Willikens erlebte als Kind 1943 die Bombardierung der Stadt, 1947 ging die Familie in den Westen. Die Erinnerung sei eine "schwere Hypothek" bei der Schaffung des Deckengemäldes gewesen, sagt der 75-Jährige. "Eine Herausforderung."

In dem Spätwerk finden sich auch Zitate früherer Werke: die Bahnhofsuhr aus einem Triptychon von 1972, der weiße abstrahierte Wolkenkratzer bezieht sich auf die schwebenden weißen Fensterscheiben aus der Hommage an El Lissitzkys Hygieneraum (2002) und das Abendmahl ist das Zitat einer späteren Version dieses Themas von 2009.

Das aus 38 mit Acryl bemalten Aluminiumplatten bestehende Bild lockte schon vor der offiziellen Übergabe mehr Besucher an, darunter viele nicht kunstaffine, wie ein Museumssprecher sagte. Damit das Bild in Ruhe betrachtet werden kann, wurden Liegen angeschafft. "Und es kostet keinen Eintritt." Museumsdirektor Hans-Werner Schmidt hält den jüngsten Neuzugang für "unvergleichbar" und spricht von "wunderbarer Fügung". Er kenne kein Museum mit so einer Arbeit und kein anderes Deckenbild dieses Formats, abgesehen von der Sixtinischen Kapelle.

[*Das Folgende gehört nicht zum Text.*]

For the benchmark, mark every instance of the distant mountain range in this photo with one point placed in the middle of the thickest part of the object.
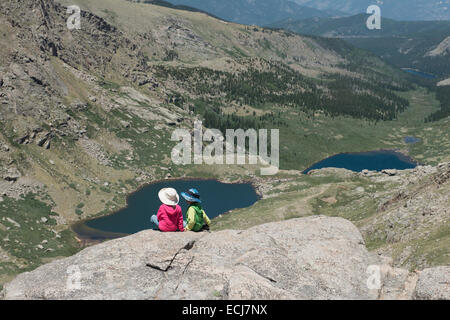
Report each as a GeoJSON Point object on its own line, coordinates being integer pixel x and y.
{"type": "Point", "coordinates": [394, 9]}
{"type": "Point", "coordinates": [420, 45]}
{"type": "Point", "coordinates": [256, 12]}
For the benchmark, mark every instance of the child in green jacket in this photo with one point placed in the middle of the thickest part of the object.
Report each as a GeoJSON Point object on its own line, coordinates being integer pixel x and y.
{"type": "Point", "coordinates": [197, 220]}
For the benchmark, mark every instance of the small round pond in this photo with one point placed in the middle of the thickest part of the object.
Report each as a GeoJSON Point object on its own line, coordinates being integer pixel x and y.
{"type": "Point", "coordinates": [373, 160]}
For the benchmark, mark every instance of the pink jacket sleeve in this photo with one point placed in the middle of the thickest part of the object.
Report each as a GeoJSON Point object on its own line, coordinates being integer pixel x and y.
{"type": "Point", "coordinates": [180, 219]}
{"type": "Point", "coordinates": [159, 214]}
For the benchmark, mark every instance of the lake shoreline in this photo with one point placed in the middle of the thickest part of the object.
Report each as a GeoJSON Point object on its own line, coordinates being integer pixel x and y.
{"type": "Point", "coordinates": [403, 154]}
{"type": "Point", "coordinates": [101, 236]}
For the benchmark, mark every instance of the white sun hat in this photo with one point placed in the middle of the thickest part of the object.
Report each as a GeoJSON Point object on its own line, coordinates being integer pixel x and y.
{"type": "Point", "coordinates": [169, 196]}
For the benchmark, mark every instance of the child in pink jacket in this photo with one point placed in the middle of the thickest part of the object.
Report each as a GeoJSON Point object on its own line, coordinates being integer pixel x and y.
{"type": "Point", "coordinates": [169, 217]}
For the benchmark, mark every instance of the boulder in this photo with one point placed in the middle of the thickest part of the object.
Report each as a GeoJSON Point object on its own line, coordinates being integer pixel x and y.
{"type": "Point", "coordinates": [308, 258]}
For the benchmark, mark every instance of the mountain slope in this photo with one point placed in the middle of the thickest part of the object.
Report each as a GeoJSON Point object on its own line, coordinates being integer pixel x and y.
{"type": "Point", "coordinates": [406, 44]}
{"type": "Point", "coordinates": [87, 115]}
{"type": "Point", "coordinates": [395, 9]}
{"type": "Point", "coordinates": [260, 12]}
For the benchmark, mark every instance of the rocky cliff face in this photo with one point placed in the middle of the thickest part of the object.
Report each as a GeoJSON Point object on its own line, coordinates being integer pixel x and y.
{"type": "Point", "coordinates": [309, 258]}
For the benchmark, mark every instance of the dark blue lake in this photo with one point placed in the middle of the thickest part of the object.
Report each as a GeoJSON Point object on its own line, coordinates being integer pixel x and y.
{"type": "Point", "coordinates": [373, 160]}
{"type": "Point", "coordinates": [411, 140]}
{"type": "Point", "coordinates": [217, 198]}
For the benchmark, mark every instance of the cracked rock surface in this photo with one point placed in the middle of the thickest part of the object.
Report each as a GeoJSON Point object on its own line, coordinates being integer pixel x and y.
{"type": "Point", "coordinates": [308, 258]}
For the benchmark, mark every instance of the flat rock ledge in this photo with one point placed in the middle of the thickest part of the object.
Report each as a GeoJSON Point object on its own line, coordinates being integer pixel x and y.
{"type": "Point", "coordinates": [308, 258]}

"Leipzig war ja nie vergessen", sagt Willikens, der bekannt ist für seine Darstellungen menschenleerer Innenräume. Die Collage als Essenz biografischer Nähe, der Erinnerungen und bis 2004 gepflegten Distanz zu Leipzig, sei "eine Art Enzyklopädie der eigenen Bilderwelt". Die bei einer Ausstellung seiner Werke 2011 im MdbK geborene Idee dazu war ihm auch wegen der Architektur des Gebäudes sofort sympathisch, wie er erzählt.

Der 2004 eröffnete Neubau brachte einer der ältesten und wichtigsten bürgerlichen Kunstsammlungen Deutschlands neue Würdigung und Bereicherung. "Die Kunstwelt ist aufmerksamer auf uns geworden", sagt Direktor Schmidt. Leipzig sei auf die Landkarte der großen Museen zurückgekehrt. Für Thomas Müller-Bahlke, Sprecher der Konferenz Nationaler Kultureinrichtungen, ist das MdbK zu einem "kulturellen Mittelpunkt mit internationaler Anziehungskraft" geworden.

Dafür sprechen bisher mehr als 1,3 Millionen Besucher und ein stärkeres Interesse von Kollegen, Künstlern und Sammlern. Mit mehr Unterstützung könnte das Museum "noch mehr strahlen", sagt Schmidt und verweist auf die personelle und finanzielle Ausstattung. "Wir bräuchten ein oder zwei große Sonderschauen pro Jahr, um mehr Leute ans Haus zu binden."